Since Germany had undergone denazification and the integration of a communist state in less than two generations, the Haader-Rofmein background and identity had complex implications.
She realized the terrorists symbolized another era in which youths rebelled against postwar conformity, abhorring their government, which was filled with former Nazis, and the industrialists and financiers who had been members of the Wehrmacht. They took violent political action. They wanted to overthrow what the Allies had created: a Germany divided between communism and strident capitalism.
She found the old Interpol WANTED posters. So many fugitives had been on the run across Europe.
Haader-Rofmein had kidnapped a wealthy French industrialist, Paul Laborde, near the German border. He’d died from injuries suffered during a shoot-out. After that, the gang members escaped or were imprisoned.

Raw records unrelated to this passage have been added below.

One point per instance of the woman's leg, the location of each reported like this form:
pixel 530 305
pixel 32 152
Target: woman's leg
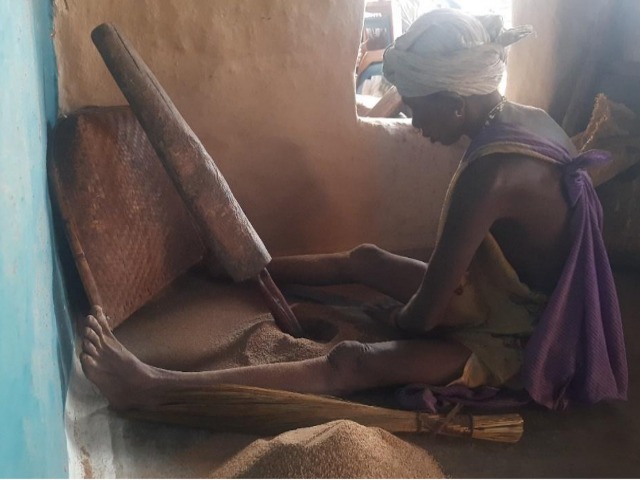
pixel 394 275
pixel 349 367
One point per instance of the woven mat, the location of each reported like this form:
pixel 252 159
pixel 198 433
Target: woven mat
pixel 128 228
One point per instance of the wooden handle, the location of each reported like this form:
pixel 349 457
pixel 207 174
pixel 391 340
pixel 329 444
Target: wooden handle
pixel 223 224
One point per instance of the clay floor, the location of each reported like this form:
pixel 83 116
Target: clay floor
pixel 175 330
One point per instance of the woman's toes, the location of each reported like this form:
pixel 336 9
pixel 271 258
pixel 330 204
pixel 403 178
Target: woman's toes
pixel 99 314
pixel 92 322
pixel 92 336
pixel 87 361
pixel 89 348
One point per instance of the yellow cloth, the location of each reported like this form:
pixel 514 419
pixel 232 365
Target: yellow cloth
pixel 497 310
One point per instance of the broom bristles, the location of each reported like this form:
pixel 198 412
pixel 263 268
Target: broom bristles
pixel 263 411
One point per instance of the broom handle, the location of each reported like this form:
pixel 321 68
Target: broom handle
pixel 278 306
pixel 270 412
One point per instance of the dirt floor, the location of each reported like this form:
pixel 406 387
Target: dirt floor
pixel 178 329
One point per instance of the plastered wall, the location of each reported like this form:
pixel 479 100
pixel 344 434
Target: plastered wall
pixel 268 87
pixel 544 68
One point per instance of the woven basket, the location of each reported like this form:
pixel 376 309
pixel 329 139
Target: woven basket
pixel 128 228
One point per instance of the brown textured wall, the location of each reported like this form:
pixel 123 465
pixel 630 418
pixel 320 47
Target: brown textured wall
pixel 543 68
pixel 268 88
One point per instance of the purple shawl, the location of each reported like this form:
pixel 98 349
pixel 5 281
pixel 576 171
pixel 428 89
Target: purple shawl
pixel 576 353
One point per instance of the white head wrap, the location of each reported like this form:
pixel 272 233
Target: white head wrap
pixel 447 50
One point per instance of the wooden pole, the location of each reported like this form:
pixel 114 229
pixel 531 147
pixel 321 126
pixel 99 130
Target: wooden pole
pixel 223 225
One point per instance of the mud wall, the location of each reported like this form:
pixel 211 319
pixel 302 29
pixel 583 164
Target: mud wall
pixel 268 87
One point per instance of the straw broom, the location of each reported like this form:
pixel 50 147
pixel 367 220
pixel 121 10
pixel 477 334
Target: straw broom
pixel 242 409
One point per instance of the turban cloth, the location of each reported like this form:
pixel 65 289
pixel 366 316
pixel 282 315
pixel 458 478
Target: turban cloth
pixel 447 50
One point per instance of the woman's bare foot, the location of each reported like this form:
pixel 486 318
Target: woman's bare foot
pixel 121 377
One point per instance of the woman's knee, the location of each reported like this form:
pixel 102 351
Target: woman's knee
pixel 365 257
pixel 348 361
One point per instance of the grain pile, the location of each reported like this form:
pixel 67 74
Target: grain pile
pixel 263 342
pixel 340 449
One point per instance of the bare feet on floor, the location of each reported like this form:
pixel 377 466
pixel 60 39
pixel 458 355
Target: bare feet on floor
pixel 121 377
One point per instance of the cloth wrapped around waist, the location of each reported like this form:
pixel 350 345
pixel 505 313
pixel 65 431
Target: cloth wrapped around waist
pixel 496 314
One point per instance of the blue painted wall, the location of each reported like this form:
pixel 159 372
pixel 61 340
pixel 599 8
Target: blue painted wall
pixel 34 321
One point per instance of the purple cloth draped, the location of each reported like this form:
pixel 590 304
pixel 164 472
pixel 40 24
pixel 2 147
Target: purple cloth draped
pixel 576 353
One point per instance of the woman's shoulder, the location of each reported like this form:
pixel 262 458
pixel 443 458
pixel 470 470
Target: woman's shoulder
pixel 537 121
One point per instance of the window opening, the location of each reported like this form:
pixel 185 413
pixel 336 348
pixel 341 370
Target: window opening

She scrutinized the photos: radicals caught in a bank heist by the security camera, bombed-out houses, BMWs riddled with bullet holes spun out on the Autobahn, figures in dark glasses with their hands up being frisked by police, the blood-smeared cells of Kernheim prison where emaciated RAD leaders lay dead on the concrete, eyes open.

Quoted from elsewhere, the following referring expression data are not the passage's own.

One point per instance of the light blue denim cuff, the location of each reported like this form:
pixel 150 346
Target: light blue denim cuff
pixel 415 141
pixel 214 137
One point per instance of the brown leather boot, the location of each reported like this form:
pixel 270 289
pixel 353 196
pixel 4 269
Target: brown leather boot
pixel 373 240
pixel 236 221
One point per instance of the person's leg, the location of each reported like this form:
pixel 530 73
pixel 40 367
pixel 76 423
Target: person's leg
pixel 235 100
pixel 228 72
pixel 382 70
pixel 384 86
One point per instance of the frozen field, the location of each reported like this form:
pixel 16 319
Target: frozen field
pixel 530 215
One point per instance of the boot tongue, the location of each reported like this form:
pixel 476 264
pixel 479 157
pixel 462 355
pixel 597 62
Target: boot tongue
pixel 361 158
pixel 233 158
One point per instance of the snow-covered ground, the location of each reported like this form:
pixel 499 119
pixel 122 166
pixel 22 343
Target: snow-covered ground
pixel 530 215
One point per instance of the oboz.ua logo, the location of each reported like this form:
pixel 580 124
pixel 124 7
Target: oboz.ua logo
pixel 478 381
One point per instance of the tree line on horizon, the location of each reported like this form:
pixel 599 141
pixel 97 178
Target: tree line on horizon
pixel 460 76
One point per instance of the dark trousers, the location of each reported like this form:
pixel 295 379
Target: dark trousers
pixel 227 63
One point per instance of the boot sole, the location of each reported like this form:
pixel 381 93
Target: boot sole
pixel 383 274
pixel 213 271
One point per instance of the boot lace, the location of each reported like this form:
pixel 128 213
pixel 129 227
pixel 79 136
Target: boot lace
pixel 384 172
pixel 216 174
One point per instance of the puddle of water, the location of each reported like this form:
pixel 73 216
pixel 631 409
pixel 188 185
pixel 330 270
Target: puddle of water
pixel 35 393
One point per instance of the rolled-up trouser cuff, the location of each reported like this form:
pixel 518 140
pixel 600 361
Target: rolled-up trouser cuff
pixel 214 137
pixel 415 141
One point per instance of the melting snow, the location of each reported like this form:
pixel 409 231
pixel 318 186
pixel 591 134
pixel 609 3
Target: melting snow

No one resembled her mother. She was flooded with relief.
She found Action-Reaction, which proclaimed itself the French counterpart of the German struggle.
Apart from slogans inciting members to
She searched for its headquarters or an address. Aside from an article on sweatshop worker rights in the Sentier and the listing of an address for an information office at 7, rue Beauregard, there was nothing. She finally fell asleep.